You've got multiple things going on here
DNS Name resolution
Windows Name resolution
IP-IP ICMP communication
You've written your question as if there's a problem with #3, but everything you describe points to the problem actually being with #1. If you take resolution out of the question, can you ping the correct IPs with our without IPv6 installed?
It sounds like maybe you have an IPv6 name server installed that has correct information and the IPv4 name server is incorrect? Are you receiving name servers via DHCP or hard coding? What are the IPs of the name servers you are using when IPv6 is installed and when it isn't?

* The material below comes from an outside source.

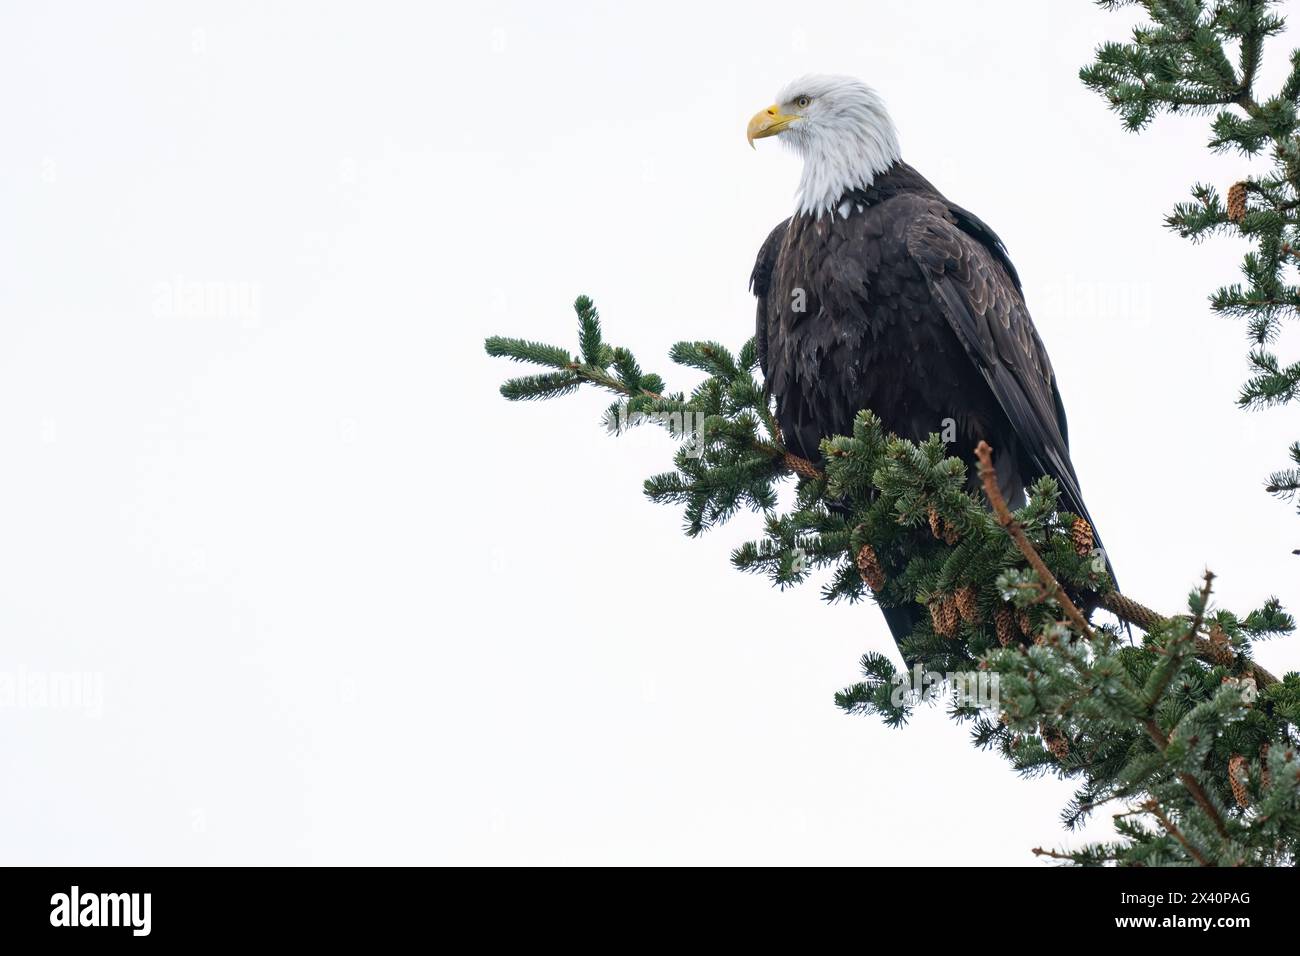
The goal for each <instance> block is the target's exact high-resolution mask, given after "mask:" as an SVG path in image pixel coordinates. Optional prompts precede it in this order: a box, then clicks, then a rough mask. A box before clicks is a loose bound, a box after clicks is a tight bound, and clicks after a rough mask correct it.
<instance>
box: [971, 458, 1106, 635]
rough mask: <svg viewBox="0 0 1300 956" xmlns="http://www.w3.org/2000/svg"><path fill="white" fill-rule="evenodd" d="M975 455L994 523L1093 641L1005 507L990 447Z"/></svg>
mask: <svg viewBox="0 0 1300 956" xmlns="http://www.w3.org/2000/svg"><path fill="white" fill-rule="evenodd" d="M975 457H976V458H978V459H979V476H980V479H982V480H983V483H984V494H985V496H987V497H988V503H989V505H992V507H993V516H995V518H997V523H998V524H1001V525H1002V527H1004V528H1006V531H1008V533H1009V535H1010V536H1011V540H1013V541H1015V546H1017V548H1019V549H1021V554H1023V555H1024V559H1026V561H1028V562H1030V567H1032V568H1034V571H1035V572H1036V574H1037V575H1039V580H1040V581H1041V583H1043V585H1044V587H1045V588H1048V593H1049V594H1050V596H1052V597H1054V598H1056V600H1057V602H1058V604H1060V605H1061V607H1062V610H1065V614H1066V617H1067V618H1070V623H1073V624H1074V626H1075V628H1076V630H1078V631H1079V633H1082V635H1083V636H1084V637H1087V639H1088V640H1092V627H1089V624H1088V619H1087V618H1086V617H1083V613H1082V611H1080V610H1079V609H1078V607H1076V606H1075V604H1074V601H1071V600H1070V596H1069V594H1066V593H1065V588H1062V587H1061V583H1060V581H1058V580H1057V579H1056V575H1054V574H1052V570H1050V568H1049V567H1048V566H1047V563H1045V562H1044V561H1043V558H1041V557H1039V553H1037V550H1035V548H1034V544H1032V542H1031V541H1030V538H1028V536H1027V535H1026V533H1024V528H1023V527H1021V523H1019V522H1018V520H1015V515H1013V514H1011V509H1009V507H1008V506H1006V499H1005V498H1004V497H1002V489H1000V488H998V486H997V470H996V468H995V467H993V449H992V447H991V446H989V444H988V442H987V441H980V444H979V445H976V446H975Z"/></svg>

I know this is a late answer, but in case someone else has the same problem, the key is the IP address, "24.28.193.9". A quick Google search reveals it seems to be related to your ISP completely breaking the DNS protocol by returning a fixed IP address for all non-existent domain names (the correct answer would be NXDOMAIN). Your network gateway is most probably just forwarding your queries to your ISP's name servers.
Your systems are relying on the correct operation of the DNS protocol. They are expecting a NXDOMAIN answer before querying the name via other methods (most probably NetBIOS name resolution). Since the DNS server is completely broken and returning an incorrect answer, the correct address is never looked up.
The reason installing or uninstalling IPv6 changes the situation is most probably because something related to it is changing the name resolution order (to look up using other methods before trying DNS). So, a workaround would be to change the name resolution order yourself.
The real fix would be to either change to a better ISP (one which does not break established protocols) or run your own DNS server (which is what I started doing on all systems I administer ever since VeriSign pulled a similar stunt; theirs was even worse in that changing ISPs made no difference at all).